In the past I’ve spoken with the kids about who their family is and who my family is: they are my kids so they’re my family; they are Dad’s kids so he is their family; but Dad and I are no longer family. Ty understands just fine but Zach and Dolly, especially Dolly, have a hard time understanding and with Paul staying here isn’t helping the situation.
Zach has been so angry with his dad in the past that he spent months not even speaking to Paul; he refused after everything Paul had done in the past and for what he did to us over the year when we were in the shelter. I’ll explain all of that at another time. Zach needs a man around and tends to bond with any man, or older teen, who pays any attention to him. I haven’t dated anyone so he basically becomes friends with my friends’ husbands or the kids in the neighborhood.
Dolly never really had a man in her life; Paul and I separated when I was pregnant with her and divorced shortly after she was born.
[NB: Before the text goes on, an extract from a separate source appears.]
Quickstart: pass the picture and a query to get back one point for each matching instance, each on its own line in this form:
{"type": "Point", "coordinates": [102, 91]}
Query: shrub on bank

In her six years of life she’s spent all of maybe eighteen months in the company of her dad. She’s skittish around men and generally gets very shy; but she loves having her dad around. It’s getting out of hand now, though.
She and Zach constantly ask me when Dad will be coming home from work. This isn’t his home and I’m having a hard time making them understand that. This is just where he’s staying temporarily. They understood the concept when the kids and I lived with friends or when we were in the shelter; they just don’t get that this isn’t Paul’s home.
Last night Paul got pizza for dinner so the kids sat at the table with him and I stood to the side eating with them but Dolly commented that it was nice to have all of us there eating together. While it might be nice for her it’s uncomfortable for me. I usually spend my time alone when he’s here so he can spend time with the kids, basically because I know it won’t last once he gets his own place. But I still want to instill family values in them and that includes eating dinner together.
They’ve spent the last two years without our regular guidelines and I’m trying so hard to get my family back to the way it had been in the past; it was beginning to work until Paul got here. Now there are no guidelines because of his alternating retail schedule – just like it had been when we were married and the boys wouldn’t stay on a schedule – and it’s hard for me to make them understand that we still need to stay on schedule. They want to eat with their dad; they want to spend time with him; they want him to be a regular part of their lives but they don’t realize, like I do, that once he moves out he won’t be around as often as he is now.
My problem is that I’m wondering how it’ll affect them once he does get his own place and gets a girlfriend and doesn’t have time for them like he does at this moment. Trust me, when we were married he had no time to spend with the boys. His idea of spending time with them was him washing his car while they played on the other side of the yard. Regardless, I’m worried that I screwed up by allowing him to stay here with us.
I was trying to do the right thing by them and him by allowing him the convenience of having a place to stay so he could relocate to be closer to our kids. Now I’m not so sure I’m not doing more harm than good. But, it is what it is and I can’t change what’s done. I’m not going to beat myself up over it; I’m just going to let it ride and be there to pick up the pieces, again, when my kids get their hearts stomped again. I know it’s coming but I can’t control it, I just have to let it be. And I will…for now.